1)
She had dark hair and dark eyes and she always knew what to do.
She was strong and brave and she would fight to the ends of the Earth to save it.
(Well, almost.)
And she was smart. So, so smart. Almost as smart as her partner. He would have given anything in the world to look at a room and see what she saw. To think on his feet like her. To have a whole room of people admire him.
He admired her. He could tease and joke, and she would roll her eyes. She would tell him he's an idiot, but she said it with that smile, and he didn't even care. And when they kissed, he wished her phone would never ring.
(It always did.)
He was her distraction. Even when she was in a foul mood, he could always get her to laugh. She would talk about the case, about Skulduggery, about her family. She would unload and make it sound like saving the world was like a busy day at the office.
Nothing ever fazed her. No one ever fazed her. When they would walk into places together, people would turn and whisper.
And maybe all that attention went to her head.
And he couldn't even stay mad, even when his heart felt like it wasn't beating. And he knew, knew, knew she blamed him.
Because it was never her messing things up.
2)
He doesn't remember the color of her hair. He couldn't see it in the dark club, so he decided she was blond.

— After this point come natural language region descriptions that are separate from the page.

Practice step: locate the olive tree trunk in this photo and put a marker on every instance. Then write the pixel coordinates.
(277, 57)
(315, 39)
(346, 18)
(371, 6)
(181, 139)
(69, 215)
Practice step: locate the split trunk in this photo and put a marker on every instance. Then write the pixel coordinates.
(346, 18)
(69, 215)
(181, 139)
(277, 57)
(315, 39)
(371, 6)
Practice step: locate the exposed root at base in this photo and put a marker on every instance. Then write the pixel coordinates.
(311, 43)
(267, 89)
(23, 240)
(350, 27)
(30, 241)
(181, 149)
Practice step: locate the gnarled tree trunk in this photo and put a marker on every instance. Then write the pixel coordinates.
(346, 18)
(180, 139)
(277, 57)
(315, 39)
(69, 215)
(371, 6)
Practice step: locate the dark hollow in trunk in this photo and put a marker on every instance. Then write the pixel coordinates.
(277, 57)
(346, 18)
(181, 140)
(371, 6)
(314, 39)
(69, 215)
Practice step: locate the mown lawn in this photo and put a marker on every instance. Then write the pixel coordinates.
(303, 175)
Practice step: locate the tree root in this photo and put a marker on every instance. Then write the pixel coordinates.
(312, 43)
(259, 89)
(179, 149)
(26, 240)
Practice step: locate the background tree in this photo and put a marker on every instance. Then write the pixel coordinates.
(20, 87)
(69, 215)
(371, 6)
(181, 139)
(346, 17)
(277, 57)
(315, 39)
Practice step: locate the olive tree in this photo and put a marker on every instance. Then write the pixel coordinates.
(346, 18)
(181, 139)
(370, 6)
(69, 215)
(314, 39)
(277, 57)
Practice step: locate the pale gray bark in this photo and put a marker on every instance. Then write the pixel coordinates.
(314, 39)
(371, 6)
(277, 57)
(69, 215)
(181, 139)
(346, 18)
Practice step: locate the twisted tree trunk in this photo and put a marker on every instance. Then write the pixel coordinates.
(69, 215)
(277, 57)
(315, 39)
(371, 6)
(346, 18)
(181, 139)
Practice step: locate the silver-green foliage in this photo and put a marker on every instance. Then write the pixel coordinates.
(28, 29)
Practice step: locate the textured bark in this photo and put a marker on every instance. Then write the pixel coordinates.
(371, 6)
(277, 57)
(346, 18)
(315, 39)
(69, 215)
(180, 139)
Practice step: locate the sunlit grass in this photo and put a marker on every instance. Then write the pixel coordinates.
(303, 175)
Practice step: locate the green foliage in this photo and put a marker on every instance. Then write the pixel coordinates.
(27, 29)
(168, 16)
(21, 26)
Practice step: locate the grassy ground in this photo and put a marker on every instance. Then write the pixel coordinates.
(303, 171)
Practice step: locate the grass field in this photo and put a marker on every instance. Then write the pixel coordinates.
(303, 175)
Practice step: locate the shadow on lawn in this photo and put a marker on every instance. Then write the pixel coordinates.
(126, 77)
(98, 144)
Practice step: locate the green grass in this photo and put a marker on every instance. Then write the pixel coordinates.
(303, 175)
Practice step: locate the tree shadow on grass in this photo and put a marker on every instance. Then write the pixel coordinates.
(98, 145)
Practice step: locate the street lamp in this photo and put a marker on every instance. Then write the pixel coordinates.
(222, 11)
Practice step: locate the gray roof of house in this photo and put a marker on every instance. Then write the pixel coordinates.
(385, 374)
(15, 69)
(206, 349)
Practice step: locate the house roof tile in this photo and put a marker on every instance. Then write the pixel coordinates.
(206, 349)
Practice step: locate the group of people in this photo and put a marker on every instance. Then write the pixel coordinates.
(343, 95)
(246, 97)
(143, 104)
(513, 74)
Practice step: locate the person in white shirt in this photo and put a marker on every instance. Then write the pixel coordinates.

Blond with blue eyes and a big wide grin.
(He supposed it didn't matter.)
He stared at the ceiling, his bed smelling like perfume.
He remembered the way she bit at his neck, and he fingered the bruises.
She told him not to call her Valerie.
He wondered what her name was.
He decided on Lilly.
He stared at the ceiling and felt empty inside.
3)
The first time he saw her, she is lying on the floor and probably dead. He grabs her arm and suddenly they were in the cool, clean air.
She wasn't dead, and she looked at him like he was god. It wasn't a bad feeling. Her hands shook and she held onto his arm, and asked if she had died. He laughed, and she looked a little annoyed.
He liked her accent. He liked everything about her. The way she would hum as she baked, the fact that she baked, her accent, the way she was so happy and nice, that she would tell him when she was nervous. She was so normal.
They drank together, giggling and trying to play board games. He used to lose at Scrabble, but would beat her almost every time at Monopoly. Her apartment had a drawer, a counter, a coat hook for him. He was very much in her life.
It was a nice change. It was nice. She was nice. He could see himself with her for a long, long time.
She told him she loved him. (And doesn't take it back.)
She tried to kill him.
1.5)
He told himself she was different. The same hair, eyes, grin. But he imagined there was something softer about her, around the edges. She shut her phone off when she was with him, looked him in the eyes and nodded when he talked.
But she was still…
Sometimes, he could see it. In the way she snapped when she was irritable, the way she was devoted—to her family, this time. To the ends of the Earth for them.
He convinced himself she was different. She made herself different. And he thought it was the trying that made her not.
She painted her nails. She gossiped about her friends. She asked him about his life.
And then she stepped up to save the world, and he was almost glad when people gave her dirty looks, scorned her. Because then, then, she wouldn't find someone else to run off with.
He thought he was a bad person as she kissed him.
He supposed it didn't matter when he found her dead on the stairs.